Spaccata in due quella che vive negli Stati Uniti, è tutta favorevole alla fine dell’embargo, oltre che commossa, la nutrita comunità cubana che vive fuori da Cuba, alla notizia in contemporanea di Barak Obama da Washington e Raul Castro da L’Avana del ripristino delle relazioni diplomatiche fra i due paesi, in attesa (o meglio, nella speranza) della fine dell’embargo vero e proprio che dura dal 1962. Una misura economica e politica ormai oblsoleta, che non ha più ragione di esistere, perché non è servito a far cadere il regime dei Castro che, anzi, s'è alimentato col "bloqueo" Usa, colpevole di ogni problema sull’Isola che dista 90 miglia dalla Florida, pure di quelli che niente hanno a che fare con l’embargo. “Somos todos americanos”, “siamo tutti americani” ha detto Obama in tv commentando lo storico annuncio. Americano è anche papa Francesco che ha lavorato molto per convincere i due capi di stati a parlarsi e ha ottenuto un bel regalo di compleanno. Non ci riuscì papa Giovanni Paolo II, che pure fece nel 1999 la storica visita a Cuba; c’è riuscito l’italo-argentino Bergoglio che a Cuba ancora ci va. In realtà l’annuncio del democratico Obama è fatto alla vigilia dell’ingresso nei due parlamenti americani della nuova maggioranza repubblicana, perché ormai Obama, che è alla fine del suo secondo e ultimo mandato, non ha più remore verso questa decisione a cui pensava sin dall’inizio del suo mandato. Le prime misure della caduta di quest’ultimo “muro” sono state le liberazioni di ieri mattina (prima degli annunci tv) dei rispettivi agenti segreti prigionieri: lo statunitense Alan Gros liberato in carcere a L’Avana dal 2009 e i tre dei cinque cubani ancora detenuti in Usa: Gerardo Hernandez, Antonio Guerrero e Ramon Labañino, che, invece, di galera in Usa ne hanno fatta per 15 anni. Come dicevamo non sarà facile per Obama convincere il nuovo parlamento repubblicano (da sempre contrarissimi alla fine dell’embargo verso Cuba) ma è anche vero che la pressione Usa contro Cuba s'era già allentata molto da alcuni anni, anche perché, oltre a colpire nel profondo solo le famiglie cubane divise da questo muro caraibico, non veniva rispettata nemmeno dall’Unione europea oltre che dai paesi che più di tutti hanno sostituito l’ex Unione sovietica con generosi aiuti: Cina e soprattutto l’alleato Venezuela.

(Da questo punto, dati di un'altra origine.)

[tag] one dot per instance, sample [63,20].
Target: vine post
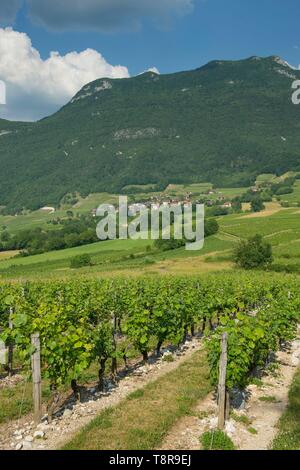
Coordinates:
[36,377]
[222,401]
[10,352]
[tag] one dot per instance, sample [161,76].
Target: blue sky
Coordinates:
[170,35]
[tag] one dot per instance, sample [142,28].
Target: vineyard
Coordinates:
[84,322]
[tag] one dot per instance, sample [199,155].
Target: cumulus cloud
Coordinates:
[104,15]
[37,87]
[9,10]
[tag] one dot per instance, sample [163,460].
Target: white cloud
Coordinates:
[154,70]
[105,15]
[37,87]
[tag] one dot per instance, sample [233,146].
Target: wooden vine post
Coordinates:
[10,351]
[36,377]
[222,395]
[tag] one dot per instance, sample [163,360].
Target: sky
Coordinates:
[49,49]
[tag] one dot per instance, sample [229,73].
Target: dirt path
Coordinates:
[63,428]
[263,410]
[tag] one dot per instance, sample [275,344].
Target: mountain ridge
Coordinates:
[224,122]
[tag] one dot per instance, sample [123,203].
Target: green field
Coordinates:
[279,226]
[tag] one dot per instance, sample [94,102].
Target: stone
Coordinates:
[26,445]
[238,398]
[230,427]
[67,413]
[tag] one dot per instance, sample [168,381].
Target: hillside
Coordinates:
[225,122]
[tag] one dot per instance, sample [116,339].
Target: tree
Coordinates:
[81,261]
[253,253]
[257,204]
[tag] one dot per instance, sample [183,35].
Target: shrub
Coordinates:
[253,253]
[257,204]
[81,261]
[216,440]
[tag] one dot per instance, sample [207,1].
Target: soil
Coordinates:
[265,405]
[76,415]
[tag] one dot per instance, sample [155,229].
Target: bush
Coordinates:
[253,253]
[216,440]
[211,227]
[257,204]
[81,261]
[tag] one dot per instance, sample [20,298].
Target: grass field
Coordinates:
[279,226]
[295,196]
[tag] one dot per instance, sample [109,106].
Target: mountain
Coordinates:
[225,122]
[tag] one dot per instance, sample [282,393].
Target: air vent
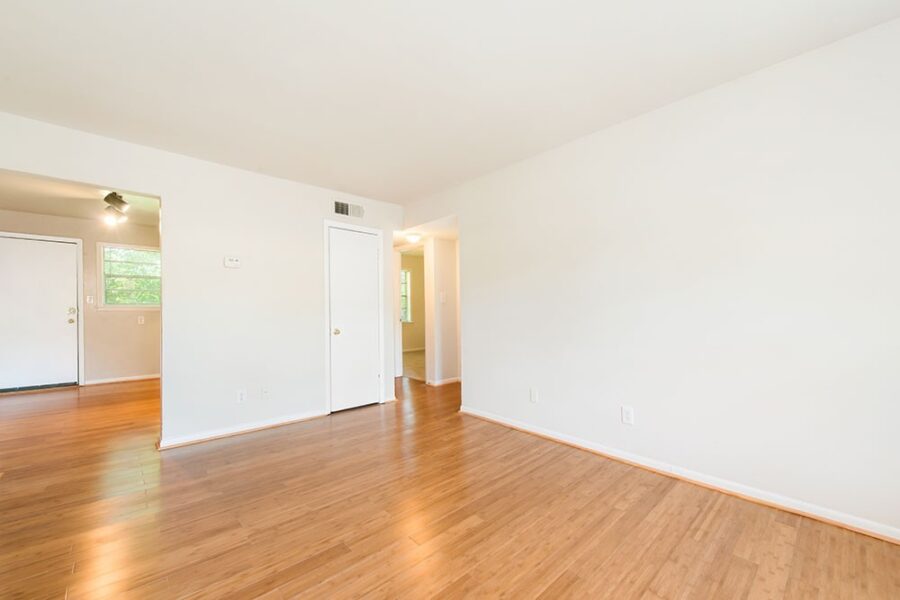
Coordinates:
[351,210]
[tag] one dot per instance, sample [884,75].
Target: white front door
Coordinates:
[38,313]
[353,274]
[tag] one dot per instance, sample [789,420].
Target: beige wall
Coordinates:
[414,333]
[115,345]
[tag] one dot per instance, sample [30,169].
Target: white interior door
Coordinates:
[38,313]
[353,274]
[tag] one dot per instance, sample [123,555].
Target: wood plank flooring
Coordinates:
[406,500]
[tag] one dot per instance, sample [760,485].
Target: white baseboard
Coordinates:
[834,517]
[213,434]
[120,379]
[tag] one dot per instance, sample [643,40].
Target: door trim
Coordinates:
[79,283]
[379,235]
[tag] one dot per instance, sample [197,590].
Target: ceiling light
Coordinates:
[113,217]
[116,201]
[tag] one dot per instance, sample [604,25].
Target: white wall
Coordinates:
[261,326]
[115,344]
[727,266]
[441,319]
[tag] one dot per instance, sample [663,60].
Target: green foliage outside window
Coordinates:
[131,276]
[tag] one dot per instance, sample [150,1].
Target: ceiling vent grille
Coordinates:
[350,210]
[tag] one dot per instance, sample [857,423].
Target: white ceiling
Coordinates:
[446,228]
[388,99]
[41,195]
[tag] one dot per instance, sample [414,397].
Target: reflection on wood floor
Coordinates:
[409,499]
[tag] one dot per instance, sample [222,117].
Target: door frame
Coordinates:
[379,235]
[79,284]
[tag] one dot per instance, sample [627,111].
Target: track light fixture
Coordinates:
[116,201]
[116,209]
[111,216]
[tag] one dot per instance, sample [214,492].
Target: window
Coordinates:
[405,305]
[129,276]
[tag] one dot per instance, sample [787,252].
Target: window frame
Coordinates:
[409,316]
[101,279]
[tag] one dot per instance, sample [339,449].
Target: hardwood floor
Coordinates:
[406,500]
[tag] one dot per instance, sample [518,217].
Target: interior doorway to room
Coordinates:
[81,292]
[426,263]
[412,312]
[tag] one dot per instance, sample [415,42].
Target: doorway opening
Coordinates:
[82,281]
[426,260]
[412,312]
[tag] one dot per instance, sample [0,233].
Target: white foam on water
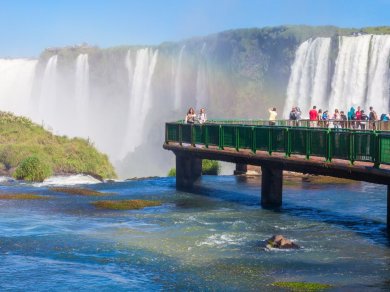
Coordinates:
[78,179]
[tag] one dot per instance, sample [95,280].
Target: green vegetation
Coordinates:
[126,204]
[22,197]
[302,286]
[26,146]
[172,172]
[210,167]
[33,168]
[78,191]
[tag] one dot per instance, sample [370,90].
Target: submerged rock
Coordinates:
[279,241]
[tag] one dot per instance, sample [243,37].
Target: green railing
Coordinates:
[347,144]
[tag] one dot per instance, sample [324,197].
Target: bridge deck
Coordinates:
[360,170]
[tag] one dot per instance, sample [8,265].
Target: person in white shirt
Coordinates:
[190,117]
[272,116]
[202,118]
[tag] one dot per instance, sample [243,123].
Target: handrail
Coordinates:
[331,123]
[329,143]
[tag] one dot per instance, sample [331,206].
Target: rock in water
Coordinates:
[279,241]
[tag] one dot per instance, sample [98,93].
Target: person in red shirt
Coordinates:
[313,114]
[358,115]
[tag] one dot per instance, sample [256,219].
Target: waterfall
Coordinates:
[48,96]
[140,97]
[379,74]
[16,80]
[178,80]
[361,74]
[82,94]
[201,82]
[349,82]
[309,76]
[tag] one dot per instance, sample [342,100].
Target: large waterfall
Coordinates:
[16,81]
[82,94]
[361,74]
[140,97]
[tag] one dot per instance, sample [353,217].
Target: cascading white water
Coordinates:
[16,80]
[349,82]
[178,80]
[140,97]
[201,82]
[379,74]
[361,75]
[309,75]
[48,95]
[82,94]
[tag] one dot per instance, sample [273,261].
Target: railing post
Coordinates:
[220,136]
[352,146]
[329,146]
[288,142]
[206,136]
[308,143]
[254,140]
[377,149]
[180,134]
[236,131]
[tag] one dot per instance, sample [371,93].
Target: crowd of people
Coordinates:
[192,117]
[356,119]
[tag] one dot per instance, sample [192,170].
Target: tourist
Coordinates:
[373,117]
[202,118]
[344,119]
[319,118]
[190,117]
[293,117]
[358,117]
[336,119]
[352,117]
[363,119]
[313,115]
[272,116]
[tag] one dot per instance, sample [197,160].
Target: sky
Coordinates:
[27,27]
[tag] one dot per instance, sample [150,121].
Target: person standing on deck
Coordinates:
[272,116]
[313,114]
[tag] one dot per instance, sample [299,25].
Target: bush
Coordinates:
[210,167]
[33,169]
[172,172]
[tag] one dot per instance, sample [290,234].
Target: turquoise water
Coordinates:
[212,239]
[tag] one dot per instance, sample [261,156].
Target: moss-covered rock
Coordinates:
[126,204]
[22,196]
[302,286]
[20,139]
[34,169]
[78,191]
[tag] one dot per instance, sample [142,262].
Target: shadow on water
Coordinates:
[372,229]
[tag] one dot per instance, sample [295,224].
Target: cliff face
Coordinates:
[120,97]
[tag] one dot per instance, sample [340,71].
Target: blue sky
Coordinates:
[29,26]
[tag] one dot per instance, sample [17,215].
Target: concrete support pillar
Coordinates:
[241,169]
[271,187]
[188,171]
[388,208]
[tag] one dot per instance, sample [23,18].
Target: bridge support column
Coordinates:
[188,171]
[271,187]
[241,169]
[388,208]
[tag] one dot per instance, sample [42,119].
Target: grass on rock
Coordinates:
[22,197]
[302,286]
[126,204]
[78,191]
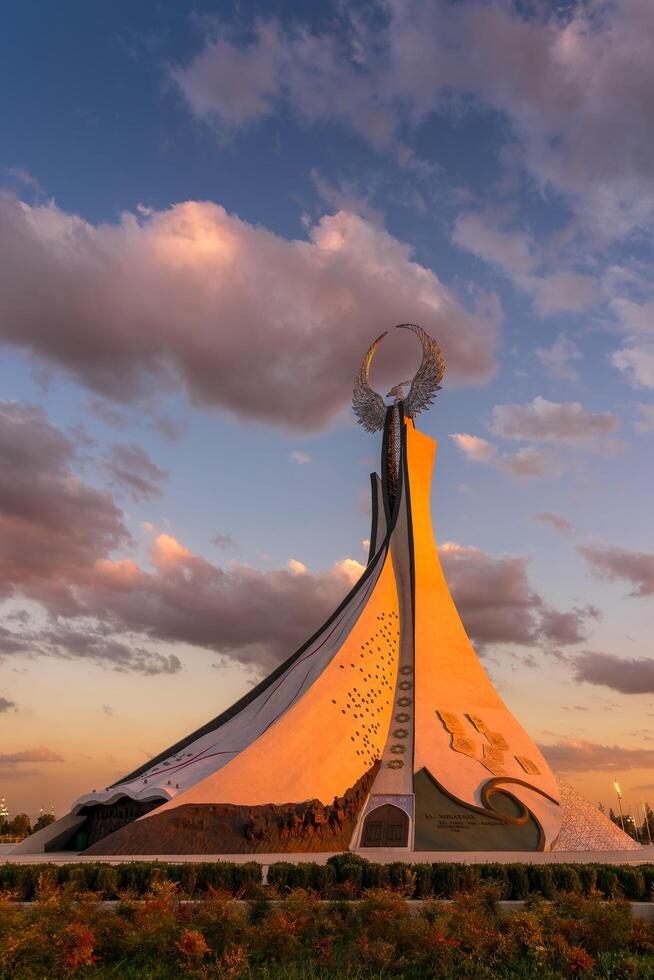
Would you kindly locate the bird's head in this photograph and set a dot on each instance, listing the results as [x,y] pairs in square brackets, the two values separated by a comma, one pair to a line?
[397,391]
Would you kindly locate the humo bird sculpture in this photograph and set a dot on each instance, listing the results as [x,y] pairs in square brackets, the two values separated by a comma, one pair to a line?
[373,413]
[369,406]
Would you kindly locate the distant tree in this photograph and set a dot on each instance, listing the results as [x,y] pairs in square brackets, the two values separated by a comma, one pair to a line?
[20,825]
[44,821]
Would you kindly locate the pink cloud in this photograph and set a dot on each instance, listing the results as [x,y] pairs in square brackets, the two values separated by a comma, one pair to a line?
[578,755]
[245,320]
[554,520]
[622,564]
[628,675]
[41,754]
[565,423]
[575,87]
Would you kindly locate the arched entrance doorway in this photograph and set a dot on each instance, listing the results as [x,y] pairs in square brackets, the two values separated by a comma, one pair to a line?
[387,826]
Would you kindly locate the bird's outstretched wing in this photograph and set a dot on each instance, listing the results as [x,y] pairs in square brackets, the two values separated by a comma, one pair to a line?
[427,379]
[369,407]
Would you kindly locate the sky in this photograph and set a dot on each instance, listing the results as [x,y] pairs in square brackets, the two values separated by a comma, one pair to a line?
[207,212]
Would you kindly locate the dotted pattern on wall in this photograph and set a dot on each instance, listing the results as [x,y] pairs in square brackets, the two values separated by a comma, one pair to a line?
[370,668]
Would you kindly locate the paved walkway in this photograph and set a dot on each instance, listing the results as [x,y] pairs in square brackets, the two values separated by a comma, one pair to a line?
[383,855]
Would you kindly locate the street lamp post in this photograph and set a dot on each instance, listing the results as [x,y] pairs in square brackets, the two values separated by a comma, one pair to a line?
[619,794]
[646,819]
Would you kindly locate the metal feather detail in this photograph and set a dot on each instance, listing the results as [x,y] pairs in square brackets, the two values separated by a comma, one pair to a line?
[427,379]
[369,407]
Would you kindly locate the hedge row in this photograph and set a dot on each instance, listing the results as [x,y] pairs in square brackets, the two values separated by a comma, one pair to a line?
[345,872]
[344,876]
[135,877]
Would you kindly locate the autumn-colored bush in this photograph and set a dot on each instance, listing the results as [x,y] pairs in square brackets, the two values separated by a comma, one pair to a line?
[297,936]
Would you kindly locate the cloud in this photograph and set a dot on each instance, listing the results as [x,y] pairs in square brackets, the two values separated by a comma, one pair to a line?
[515,253]
[510,251]
[498,604]
[636,362]
[107,609]
[223,541]
[476,449]
[245,320]
[530,462]
[576,90]
[526,462]
[577,755]
[301,458]
[621,564]
[130,468]
[554,520]
[646,422]
[563,423]
[52,525]
[633,675]
[557,359]
[40,754]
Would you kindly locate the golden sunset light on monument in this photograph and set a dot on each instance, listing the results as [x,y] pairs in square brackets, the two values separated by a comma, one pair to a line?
[326,467]
[384,720]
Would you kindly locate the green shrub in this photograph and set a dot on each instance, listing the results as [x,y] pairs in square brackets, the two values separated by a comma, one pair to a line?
[566,879]
[632,883]
[496,876]
[588,877]
[541,880]
[518,877]
[608,882]
[424,887]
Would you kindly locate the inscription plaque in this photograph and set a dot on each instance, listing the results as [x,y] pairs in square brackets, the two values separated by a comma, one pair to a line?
[464,745]
[452,722]
[497,740]
[528,766]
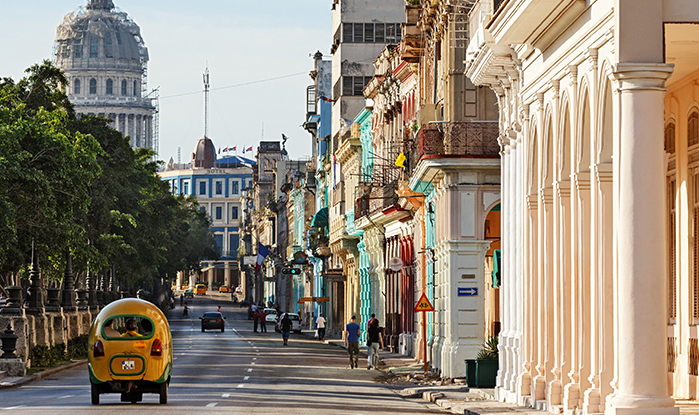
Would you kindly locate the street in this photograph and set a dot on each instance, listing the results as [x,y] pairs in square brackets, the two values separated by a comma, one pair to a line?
[237,371]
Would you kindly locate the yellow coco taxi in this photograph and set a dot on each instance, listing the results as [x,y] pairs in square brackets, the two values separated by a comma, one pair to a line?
[130,351]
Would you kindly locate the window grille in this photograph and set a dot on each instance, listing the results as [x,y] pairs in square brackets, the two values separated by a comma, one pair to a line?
[693,357]
[695,248]
[670,138]
[693,129]
[672,271]
[671,354]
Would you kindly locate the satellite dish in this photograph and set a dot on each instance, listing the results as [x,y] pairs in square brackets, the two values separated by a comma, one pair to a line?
[395,264]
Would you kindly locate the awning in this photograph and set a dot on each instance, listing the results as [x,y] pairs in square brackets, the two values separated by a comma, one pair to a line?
[320,219]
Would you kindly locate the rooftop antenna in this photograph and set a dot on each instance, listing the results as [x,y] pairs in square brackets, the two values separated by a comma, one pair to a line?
[206,101]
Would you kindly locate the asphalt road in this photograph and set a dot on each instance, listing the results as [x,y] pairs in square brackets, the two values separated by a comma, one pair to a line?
[235,372]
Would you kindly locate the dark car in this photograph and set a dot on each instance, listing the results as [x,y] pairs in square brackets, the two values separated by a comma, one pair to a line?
[212,320]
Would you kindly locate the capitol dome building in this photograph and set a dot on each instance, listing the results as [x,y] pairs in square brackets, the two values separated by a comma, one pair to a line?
[105,59]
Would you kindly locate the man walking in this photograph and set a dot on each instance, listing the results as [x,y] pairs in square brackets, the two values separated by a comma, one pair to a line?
[263,321]
[352,341]
[286,328]
[320,326]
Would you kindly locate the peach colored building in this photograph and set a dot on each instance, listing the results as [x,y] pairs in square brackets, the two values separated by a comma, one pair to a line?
[599,118]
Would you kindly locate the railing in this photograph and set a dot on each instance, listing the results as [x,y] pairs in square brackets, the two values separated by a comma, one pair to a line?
[459,139]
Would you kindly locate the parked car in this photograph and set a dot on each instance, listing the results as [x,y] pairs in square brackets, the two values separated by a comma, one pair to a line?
[130,351]
[212,320]
[271,315]
[295,322]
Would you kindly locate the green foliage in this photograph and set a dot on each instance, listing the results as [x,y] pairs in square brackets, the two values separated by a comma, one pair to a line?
[489,350]
[77,184]
[47,356]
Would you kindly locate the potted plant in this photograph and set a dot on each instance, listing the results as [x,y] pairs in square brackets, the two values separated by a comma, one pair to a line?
[482,371]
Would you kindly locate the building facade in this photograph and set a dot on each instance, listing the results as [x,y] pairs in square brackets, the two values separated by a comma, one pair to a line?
[218,186]
[598,124]
[105,60]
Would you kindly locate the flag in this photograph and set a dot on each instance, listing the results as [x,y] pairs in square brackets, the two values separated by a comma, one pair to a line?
[262,253]
[400,161]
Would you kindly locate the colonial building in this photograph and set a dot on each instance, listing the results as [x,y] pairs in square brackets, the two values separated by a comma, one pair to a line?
[105,59]
[598,124]
[218,186]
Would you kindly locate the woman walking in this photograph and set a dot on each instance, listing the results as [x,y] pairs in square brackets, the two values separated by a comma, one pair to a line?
[373,341]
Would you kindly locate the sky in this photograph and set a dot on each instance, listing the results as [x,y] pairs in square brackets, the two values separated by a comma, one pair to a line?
[259,55]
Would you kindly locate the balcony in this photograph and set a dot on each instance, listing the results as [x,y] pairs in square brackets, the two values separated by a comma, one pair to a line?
[458,139]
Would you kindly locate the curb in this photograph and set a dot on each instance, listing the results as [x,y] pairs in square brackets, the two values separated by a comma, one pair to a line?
[41,375]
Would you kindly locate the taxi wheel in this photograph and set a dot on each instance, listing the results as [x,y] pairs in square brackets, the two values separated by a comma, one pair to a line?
[95,394]
[163,393]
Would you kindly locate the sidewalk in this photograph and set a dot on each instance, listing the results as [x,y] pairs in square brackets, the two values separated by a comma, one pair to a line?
[18,381]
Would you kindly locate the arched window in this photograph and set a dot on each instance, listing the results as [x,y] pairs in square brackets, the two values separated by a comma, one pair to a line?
[670,138]
[693,129]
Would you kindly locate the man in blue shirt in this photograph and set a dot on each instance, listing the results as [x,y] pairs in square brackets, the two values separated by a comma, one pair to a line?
[352,341]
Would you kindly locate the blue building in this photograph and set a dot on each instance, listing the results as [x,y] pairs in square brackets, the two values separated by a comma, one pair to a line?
[218,186]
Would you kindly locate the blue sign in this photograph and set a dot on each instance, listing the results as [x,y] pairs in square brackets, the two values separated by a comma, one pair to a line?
[468,292]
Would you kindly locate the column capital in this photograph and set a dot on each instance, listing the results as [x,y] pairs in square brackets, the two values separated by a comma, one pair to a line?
[642,76]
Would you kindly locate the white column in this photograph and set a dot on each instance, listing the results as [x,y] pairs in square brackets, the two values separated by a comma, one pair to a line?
[640,240]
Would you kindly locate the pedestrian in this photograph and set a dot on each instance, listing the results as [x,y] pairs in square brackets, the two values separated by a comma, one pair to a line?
[263,321]
[368,358]
[255,320]
[320,326]
[374,339]
[285,326]
[352,341]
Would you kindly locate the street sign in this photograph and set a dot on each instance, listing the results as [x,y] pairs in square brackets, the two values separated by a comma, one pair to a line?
[467,292]
[424,304]
[311,299]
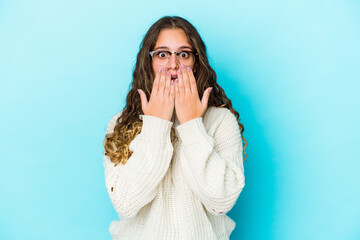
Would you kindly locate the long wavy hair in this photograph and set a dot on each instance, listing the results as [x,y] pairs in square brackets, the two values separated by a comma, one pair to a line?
[129,125]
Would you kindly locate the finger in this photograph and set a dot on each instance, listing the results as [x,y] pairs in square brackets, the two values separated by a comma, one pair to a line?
[162,81]
[192,81]
[172,90]
[205,99]
[181,84]
[167,84]
[156,82]
[143,99]
[187,88]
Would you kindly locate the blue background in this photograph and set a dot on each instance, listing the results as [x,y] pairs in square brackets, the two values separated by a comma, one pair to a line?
[291,69]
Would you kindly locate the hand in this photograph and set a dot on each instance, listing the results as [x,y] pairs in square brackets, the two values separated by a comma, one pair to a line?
[162,101]
[187,103]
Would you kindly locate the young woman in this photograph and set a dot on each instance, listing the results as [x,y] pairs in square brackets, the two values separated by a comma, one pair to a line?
[174,163]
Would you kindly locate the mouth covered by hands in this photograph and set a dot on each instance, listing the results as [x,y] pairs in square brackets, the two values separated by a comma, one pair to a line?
[188,105]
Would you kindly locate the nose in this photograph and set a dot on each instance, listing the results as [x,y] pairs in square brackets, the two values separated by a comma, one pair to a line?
[173,62]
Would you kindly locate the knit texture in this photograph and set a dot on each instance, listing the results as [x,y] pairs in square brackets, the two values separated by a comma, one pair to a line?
[180,191]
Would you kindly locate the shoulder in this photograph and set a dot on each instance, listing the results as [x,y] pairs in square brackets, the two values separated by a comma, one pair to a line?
[220,119]
[217,113]
[112,122]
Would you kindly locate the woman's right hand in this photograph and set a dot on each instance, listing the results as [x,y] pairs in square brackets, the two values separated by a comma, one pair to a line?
[162,97]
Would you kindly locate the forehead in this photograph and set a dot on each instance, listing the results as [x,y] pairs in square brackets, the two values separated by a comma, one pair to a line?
[172,39]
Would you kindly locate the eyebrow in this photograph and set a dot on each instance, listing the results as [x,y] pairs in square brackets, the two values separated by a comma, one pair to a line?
[168,48]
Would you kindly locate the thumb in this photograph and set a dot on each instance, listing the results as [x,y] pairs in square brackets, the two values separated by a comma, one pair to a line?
[205,98]
[143,99]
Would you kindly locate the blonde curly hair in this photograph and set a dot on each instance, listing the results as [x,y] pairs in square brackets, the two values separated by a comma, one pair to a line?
[128,125]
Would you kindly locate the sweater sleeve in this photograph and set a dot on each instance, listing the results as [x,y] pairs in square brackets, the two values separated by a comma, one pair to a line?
[213,166]
[133,185]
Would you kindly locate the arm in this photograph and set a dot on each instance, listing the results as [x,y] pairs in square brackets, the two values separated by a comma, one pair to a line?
[213,166]
[133,185]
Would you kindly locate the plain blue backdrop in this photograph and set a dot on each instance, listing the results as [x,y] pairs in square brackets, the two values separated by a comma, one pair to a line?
[291,69]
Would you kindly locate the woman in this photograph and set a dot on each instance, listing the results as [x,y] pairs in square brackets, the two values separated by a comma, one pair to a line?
[174,164]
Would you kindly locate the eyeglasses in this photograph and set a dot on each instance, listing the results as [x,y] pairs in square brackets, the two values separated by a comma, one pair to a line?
[162,57]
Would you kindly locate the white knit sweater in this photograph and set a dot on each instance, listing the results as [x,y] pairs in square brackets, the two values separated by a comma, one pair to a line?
[182,191]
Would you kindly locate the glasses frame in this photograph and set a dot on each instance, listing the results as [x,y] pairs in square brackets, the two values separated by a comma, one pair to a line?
[171,53]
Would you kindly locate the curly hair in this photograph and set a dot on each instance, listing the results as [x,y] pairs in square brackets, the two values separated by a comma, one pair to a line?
[129,125]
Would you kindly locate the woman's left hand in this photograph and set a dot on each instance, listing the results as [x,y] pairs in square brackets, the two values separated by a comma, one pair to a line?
[187,102]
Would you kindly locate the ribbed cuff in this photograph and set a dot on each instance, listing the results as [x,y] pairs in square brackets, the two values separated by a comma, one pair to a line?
[155,127]
[193,132]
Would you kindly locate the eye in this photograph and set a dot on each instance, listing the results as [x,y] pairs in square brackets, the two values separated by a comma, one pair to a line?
[184,54]
[162,54]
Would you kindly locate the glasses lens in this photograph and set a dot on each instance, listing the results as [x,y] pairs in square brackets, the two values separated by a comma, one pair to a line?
[161,57]
[187,58]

“Un momento storico per il nostro Paese – scrive da Pescara Gisselle Castillo Valdes, presidente della neonata associazione di cubani in Italia “Cuba Va” (nella foto a destra con la connazionale e amica Yunaiki Maza, avvolte dalla bandiera cubana) – Dopo oltre 50 anni di odio, rancori, ingiustizie, mancanza d’intesa da entrame le parti. Alla fine Stati Uniti e Cuba sono arrivati a un accordo, sono riusciti a parlarsi senza insultarsi, senza accusarsi l’uno contro l’altro. Le notizia sono cominciate ad arrivarci da ieri mattina con la liberazioni dei rispettivi prigionieri. E’ difficile spiegare l’emozione - prosegue la giovane cubana nata e cresciuta in pieno “periodo especial”, ovvero i terribili anni 90, quando l’ex presidente Fidel Castro decretò il periodo di sacrifici economici durissimi in conseguenza alla fine degli aiuto sovietici e prima che arrivassero, solo col nuovo millennio, quelli venezuelani e cinesi. Un periodo incredibile per chi l’ha vissuto in cui a Cuba mancava quasi tutto, dal cibo, ai trasporti fino alla corrente elettrica - E’ difficile spiegare il dolore nel petto, che può solo capire, vivere e spiegare un cubano che è cresciuto con questa lotta che ha più di 50 anni. Per il momento non significa che potremo vendere i nostri prodotti negli Usa o che le telecomunicazioni non soffriranno più restrizioni. Significa che le famiglie cubane in Cuba e negli Stati Uniti che si separarono tanti anni fa si potranno rivedere, un po’ quando si fa la pace in famiglia dopo aver litigato. Significa un po’ di tranquillità dopo tanti anni di turbolenza, singnifica serenità, felicità. Ecco, sì, felicità: oggi tutti noi cubani ci sentiamo felici”.